There is much concern over the potential of Artificial Intelligence (AI) and job security in all fields, and when it comes to medicine, radiology seems to particularly be in the crosshairs. This uncertain territory, as well as the unfamiliar jargon, only adds to the fear. Terms such as "deep learning," "machine learning," "big data" and so on induce more than just a flutter of unrest. As with all things unfamiliar to us—including AI—the best way to curb irrational fears is to get the facts and learn. AI has the potential to transform the practice of radiology in the modern era, and instead of being left behind, we must use our expertise as master diagnosticians and imaging experts to properly guide the AI revolution and positively impact radiologic care. Not only can AI improve our workflow efficiency, productivity, accuracy, and satisfaction, but it can most importantly help improve the quality, outcomes, and delivery of our imaging patient care.
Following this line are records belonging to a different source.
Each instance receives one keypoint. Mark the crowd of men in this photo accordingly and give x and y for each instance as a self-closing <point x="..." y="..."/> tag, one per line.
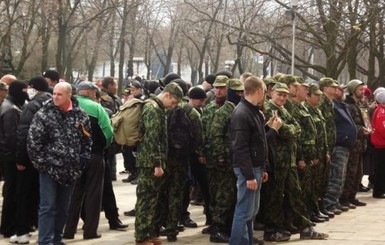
<point x="306" y="142"/>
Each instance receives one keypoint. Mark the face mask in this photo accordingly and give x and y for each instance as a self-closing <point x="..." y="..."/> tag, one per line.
<point x="31" y="93"/>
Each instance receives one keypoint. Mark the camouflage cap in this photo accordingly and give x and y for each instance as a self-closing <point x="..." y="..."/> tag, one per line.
<point x="327" y="82"/>
<point x="281" y="87"/>
<point x="288" y="79"/>
<point x="314" y="89"/>
<point x="3" y="86"/>
<point x="174" y="89"/>
<point x="220" y="81"/>
<point x="269" y="80"/>
<point x="235" y="84"/>
<point x="301" y="81"/>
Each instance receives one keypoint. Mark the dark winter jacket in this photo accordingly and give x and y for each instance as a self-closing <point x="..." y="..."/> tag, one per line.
<point x="10" y="112"/>
<point x="346" y="129"/>
<point x="248" y="138"/>
<point x="59" y="142"/>
<point x="25" y="121"/>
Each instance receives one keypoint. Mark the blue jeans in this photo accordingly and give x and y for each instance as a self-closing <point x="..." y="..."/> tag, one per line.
<point x="53" y="208"/>
<point x="339" y="161"/>
<point x="246" y="209"/>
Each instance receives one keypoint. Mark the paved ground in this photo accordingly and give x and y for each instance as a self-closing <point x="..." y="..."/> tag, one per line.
<point x="362" y="226"/>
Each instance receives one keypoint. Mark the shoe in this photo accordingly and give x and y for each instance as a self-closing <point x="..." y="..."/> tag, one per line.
<point x="357" y="203"/>
<point x="259" y="226"/>
<point x="68" y="236"/>
<point x="96" y="236"/>
<point x="309" y="233"/>
<point x="316" y="219"/>
<point x="381" y="196"/>
<point x="189" y="223"/>
<point x="180" y="227"/>
<point x="23" y="239"/>
<point x="197" y="202"/>
<point x="134" y="182"/>
<point x="275" y="237"/>
<point x="171" y="238"/>
<point x="258" y="241"/>
<point x="336" y="211"/>
<point x="363" y="188"/>
<point x="219" y="237"/>
<point x="155" y="241"/>
<point x="209" y="230"/>
<point x="348" y="204"/>
<point x="117" y="225"/>
<point x="130" y="213"/>
<point x="130" y="178"/>
<point x="342" y="208"/>
<point x="326" y="212"/>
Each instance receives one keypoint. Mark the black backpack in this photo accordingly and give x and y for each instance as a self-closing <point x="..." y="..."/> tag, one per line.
<point x="179" y="127"/>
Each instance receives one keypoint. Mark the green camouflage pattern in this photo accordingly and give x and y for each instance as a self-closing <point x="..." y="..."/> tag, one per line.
<point x="152" y="151"/>
<point x="220" y="137"/>
<point x="286" y="144"/>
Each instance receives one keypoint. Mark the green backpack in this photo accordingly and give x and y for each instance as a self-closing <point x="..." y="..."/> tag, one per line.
<point x="125" y="122"/>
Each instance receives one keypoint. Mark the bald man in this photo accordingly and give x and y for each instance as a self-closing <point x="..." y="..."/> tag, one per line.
<point x="8" y="79"/>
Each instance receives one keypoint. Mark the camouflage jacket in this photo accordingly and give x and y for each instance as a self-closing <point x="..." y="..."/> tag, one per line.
<point x="152" y="150"/>
<point x="321" y="138"/>
<point x="207" y="118"/>
<point x="306" y="147"/>
<point x="220" y="135"/>
<point x="355" y="110"/>
<point x="285" y="145"/>
<point x="60" y="142"/>
<point x="326" y="107"/>
<point x="110" y="101"/>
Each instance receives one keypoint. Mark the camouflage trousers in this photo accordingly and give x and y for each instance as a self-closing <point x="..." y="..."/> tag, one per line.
<point x="223" y="196"/>
<point x="172" y="196"/>
<point x="283" y="206"/>
<point x="307" y="178"/>
<point x="148" y="206"/>
<point x="354" y="173"/>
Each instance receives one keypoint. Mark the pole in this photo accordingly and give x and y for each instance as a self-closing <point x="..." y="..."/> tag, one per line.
<point x="293" y="42"/>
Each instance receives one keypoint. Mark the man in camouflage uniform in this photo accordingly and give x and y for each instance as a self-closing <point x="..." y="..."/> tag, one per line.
<point x="175" y="174"/>
<point x="292" y="85"/>
<point x="283" y="181"/>
<point x="328" y="86"/>
<point x="306" y="148"/>
<point x="312" y="101"/>
<point x="354" y="171"/>
<point x="220" y="90"/>
<point x="151" y="160"/>
<point x="225" y="193"/>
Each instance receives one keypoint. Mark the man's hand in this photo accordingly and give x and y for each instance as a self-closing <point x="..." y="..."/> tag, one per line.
<point x="265" y="177"/>
<point x="158" y="172"/>
<point x="20" y="167"/>
<point x="252" y="184"/>
<point x="301" y="164"/>
<point x="202" y="160"/>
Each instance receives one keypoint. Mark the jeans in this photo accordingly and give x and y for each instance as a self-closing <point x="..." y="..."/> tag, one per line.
<point x="246" y="209"/>
<point x="337" y="176"/>
<point x="54" y="202"/>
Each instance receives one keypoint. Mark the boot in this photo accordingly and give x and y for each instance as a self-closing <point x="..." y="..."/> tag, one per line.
<point x="156" y="241"/>
<point x="147" y="242"/>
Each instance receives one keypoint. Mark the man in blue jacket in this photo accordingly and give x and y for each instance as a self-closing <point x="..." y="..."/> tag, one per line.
<point x="345" y="139"/>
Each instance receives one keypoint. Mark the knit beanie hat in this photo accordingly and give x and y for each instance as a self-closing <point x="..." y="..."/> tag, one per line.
<point x="16" y="91"/>
<point x="197" y="93"/>
<point x="39" y="83"/>
<point x="380" y="98"/>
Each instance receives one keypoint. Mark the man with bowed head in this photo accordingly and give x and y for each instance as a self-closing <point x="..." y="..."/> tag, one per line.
<point x="249" y="147"/>
<point x="59" y="146"/>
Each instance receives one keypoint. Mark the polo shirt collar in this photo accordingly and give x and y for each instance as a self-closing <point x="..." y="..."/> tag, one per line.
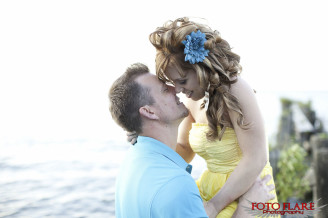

Several practical implementations of AI have already been studied and put to use, providing a glimpse of our future. A team at The Ohio State University led by Prevedello et al. developed an AI algorithm which automatically evaluated head CT studies as they were scanned for critical findings to help appropriately order the studies by severity on the radiologist's worklist. The algorithm was successfully able to identify acute hemorrhage, mass effect, hydrocephalus and suspected acute infarcts, and flag these studies to be read first by the radiologists in that busy, high-volume practice (1). This work demonstrated great promise for further developing similar algorithms to make the initial assessment and guide the radiologist to review studies with potentially critical findings first to deliver timely patient care. Rather than "competing" with radiologists, AI hence can aid radiologists to provide an even better service to patients.
Other future avenues of improving the radiology workflow include AI delving into the sometimes hundreds of medical notes and previous radiology reports to help the radiologist generate a more clinically relevant report efficiently. AI can potentially mine the patient's electronic medical record for pertinent medical and surgical history, labs, and reported physical exam findings. This automatization alone could provide the radiologist with helpful clinical history leading to better interpretations for our increasingly complex patients. Likewise, AI can increase our accuracy and productivity by automatically measuring lesions and correlating size changes with prior studies, so we can focus on our roles as interpreters of the findings and as consultants to our colleagues and patients—an emphasis of the ACR's Imaging 3.0 initiative. In addition to helping provide better imaging care, this role of AI will likely improve our work environment, job satisfaction, and reduce burnout as we get to focus more on our patients and the true application of our expertise in patient care while reducing the mundane, repetitive aspects of our work.
In addition to gains in improved finding detection and efficiency, the potential role of AI in prognostication and personalized therapies is enormous. AI applications such as texture analysis can have implications in detecting whether a lesion is benign or malignant and further predicting long-term outcomes, acting essentially as a non-invasive digital biopsy. A recent study by Choi et al. demonstrated the potential role of this analysis in predicting outcomes of pancreatic adenocarcinoma evaluated by MRI (2). Another work by Digumarthy et al. showed successes in reliably predicting well- and poorly differentiated lung malignancies evaluated by CT (3). As we embrace our role as experts in imaging informatics, we can use such tools to provide better consultations to our patients and our colleagues. In fact, such synergistic tools can solidify our role at the center of healthcare delivery, rather than replace or outcompete us.
Despite the positive potential impact for radiologists and radiology, the perceived fear of AI within the field is real. A recent survey showed that this fear is palpable not only among radiologists, but even more so among trainees. In the current crossroads, many second guessed their decision of entering radiology with half of the respondants indicating either yes or a maybe to the question: Would their existing knowledge of AI have changed their decision to enter radiology? (4). The only true way to dispel this fear and ensure a bright future in radiology is to equip ourselves to lead this revolution and shape the future applications of AI. Together, human and machine can create a better patient experience and better clinical outcomes than either can alone. We have always successfully adapted whenever a technological advancement rolled out or rapid change faced us, and AI is no different. The path to success in the AI revolution is to own it now.
1. Prevedello LM, Erdal BS, Ryu JL, et al. Automated critical test findings identification and online notification system using artificial intelligence in imaging. Radiology. 2017;285(3):923-931.
2. Choi SY, Kim SH, Kang TW, et al. Differentiating mass-forming autoimmune pancreatitis from pancreatic ductal adenocarcinoma on the basis of contrast-enhanced MRI and DWI findings. AJR Am J Roentgenol. 2016;206(2):291-300.
3. Digumarthy SR, Padole AM, Logullo R, et al. CT texture analysis of histologically proven benign and malignant lung lesions. Medicine. 2018;97(26):1-3.
4. Collado-mesa F, Alvarez E, Arheart K. The role of artificial intelligence in diagnostic radiology: A survey at a single radiology residency training program. J Am Coll Radiol. 2018;17:1440-1546.